Remember when anti-aging meant night-cream and SPF?
How quaint.
Today, those of us serious about evading lines and wrinkles are calling in the big guns: lasers and injections.
Naomi Fenlin, Philadelphia skincare expert and owner of About Face Skin Care, says roughly 65% of her patients are between 20 and 35, and adds that millennials who come for reasons such as acne and acne-scarring, often also inquire about injectables and lasers.
Fenlin goes on to describe the thirties as a time when accumulated sun-damage starts to emerge, volume loss begins, and “people are hit with the realization that youth is not forever.”
The goal for this age group?
Prevention.
Millennials want to address any emerging signs of aging (lines, sun-spots, etc.) and take advantage of skin-plumping, collagen by any means possible.
And as it turns out… this is actually NOT being overly obsessive.
“Young-skin responds more rapidly to collagen stimulation from lasers and injections,” notes expert injector, Sarah Sidiqi, NP.
Here’s a look at some of the ways top experts are aiming to age-proof the millennial face:
1. Utilizing the Ingredients You Need
Products alone will not work miracles for people in their 40s+, but on a 25-year-old just starting to see the changes of time, daily sunscreen and a good antioxidant moisturizer can have a dramatic effect and help improve the quality of the skin, says Fenlin.
At night, work a powerhouse product into your skin with ingredients like retinol, peptides, growth factors, or stem cells to “stimulate collagen growth while cells are still young and efficient,” Sidiqi shares. “This way, when collagen synthesis drops off in your thirties, you have reserves already built up.”
Also good to note?
The natural rate of exfoliation also slows around age 30. Swiping a glycolic peel pad over your face twice a week “encourages new cells to travel to the surface, keeping skin fresh and bright,” she adds.

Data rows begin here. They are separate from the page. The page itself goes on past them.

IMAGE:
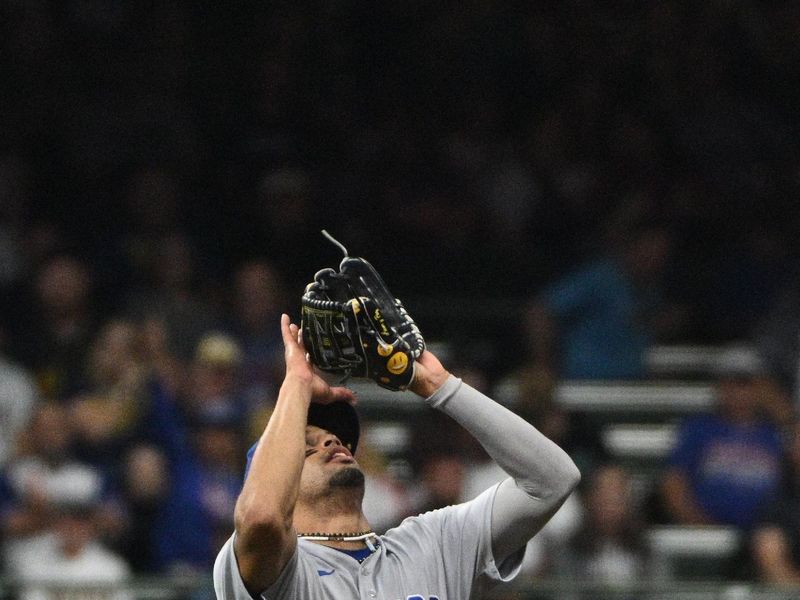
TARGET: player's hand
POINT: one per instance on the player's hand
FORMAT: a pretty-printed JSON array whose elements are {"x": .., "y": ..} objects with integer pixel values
[
  {"x": 299, "y": 368},
  {"x": 429, "y": 375}
]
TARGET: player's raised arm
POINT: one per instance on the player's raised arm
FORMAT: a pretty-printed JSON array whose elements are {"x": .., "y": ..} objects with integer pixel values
[
  {"x": 265, "y": 538},
  {"x": 542, "y": 474}
]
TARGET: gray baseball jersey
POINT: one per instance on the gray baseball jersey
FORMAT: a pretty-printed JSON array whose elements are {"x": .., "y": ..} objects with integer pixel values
[{"x": 441, "y": 555}]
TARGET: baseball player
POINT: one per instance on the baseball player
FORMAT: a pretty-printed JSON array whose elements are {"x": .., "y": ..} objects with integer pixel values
[{"x": 300, "y": 532}]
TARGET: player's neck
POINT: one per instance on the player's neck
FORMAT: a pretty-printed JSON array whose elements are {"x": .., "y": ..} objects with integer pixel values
[{"x": 320, "y": 520}]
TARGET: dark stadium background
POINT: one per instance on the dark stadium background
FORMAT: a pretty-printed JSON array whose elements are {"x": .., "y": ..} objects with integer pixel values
[{"x": 473, "y": 151}]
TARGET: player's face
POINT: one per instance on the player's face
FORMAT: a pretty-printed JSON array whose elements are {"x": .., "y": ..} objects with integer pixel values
[{"x": 329, "y": 464}]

2. Collagen-Boosting Lasers
“When 20somethings come to me for anti-aging, I guide them toward fixes that make a long-term difference like the Clear + Brilliant, a low-energy Fraxel resurfacing laser that gets rid of early sun damage and stimulates collagen renewal,” says Fenlin.
Most complexions need a few rounds for optimal results, but even a single session will make skin healthier and more resilient.
If your particular kind of sun-damage runs deeper and you’re dealing so much with brown-spots, but instead volume loss and sagging skin, skin-tightening treatments will be more beneficial. “I have many young patients getting radio frequency-based Thermage treatments once or twice a year,” says Fenlin. “If we keep that collagen cranking and the skin stays thick, you are absolutely going to age more slowly.”
3. Botox (and Its Cousins)
More than half a million 19-35-year-olds got botulinum toxin injections in 2015, according to the American Society of Aesthetic Plastic Surgery.
In these cases, injectors typically use toxins sparingly across the upper face to prevent frown-lines, forehead furrows, and crows feet from setting in.
“Within two minutes of talking to someone, I can see if she is a frowner, a brow-raiser, a squinter-smiler, and that tells me which area is at the highest risk of getting permanently etched-in lines,” explains Sidiqi.
“I will use the heaviest dose on the muscles that seem the strongest and most active, and then go really lightly in other areas to train those muscles not to over-express.”
And here is something interesting: Of the three brands of neuromodulators on the market; Botox, Dysport, and Xeomin, the latter two are chemically engineered to “soften wrinkles while keeping the muscles somewhat mobile,” says Sidiqi, making them more suitable for those who do not yet need, for lack of a better description, a frozen face.
4. And Fillers, Too
Maybe you thought the whole my-face-has-fallen-and-it-cannot-get-up phenomenon was more of a #fortysomethingproblem, but according to Fenlin, we can start losing volume in our cheeks in our late twenties. However, she adds, “injecting tiny amounts of hyaluronic acid [HA] based dermal-fillers early on supports the structure of the face and combats gravity.”
And while HA fillers, like Restylane and Juvederm, do degrade slowly over time (usually within a year), studies show they also trigger collagen formation for long-term benefits.
Whats more, says Sidiqi, “fillers bind water, hydrating skin from within, which is huge for younger patients looking to keep their dewy glow.”
Injecting a younger face requires an especially skilled and judicious hand, notes Fenlin, since overfilling can “throw off someones natural aesthetic balance, making the patient look much older.”
And as always (really, this should go without saying), choose your treatment provider wisely!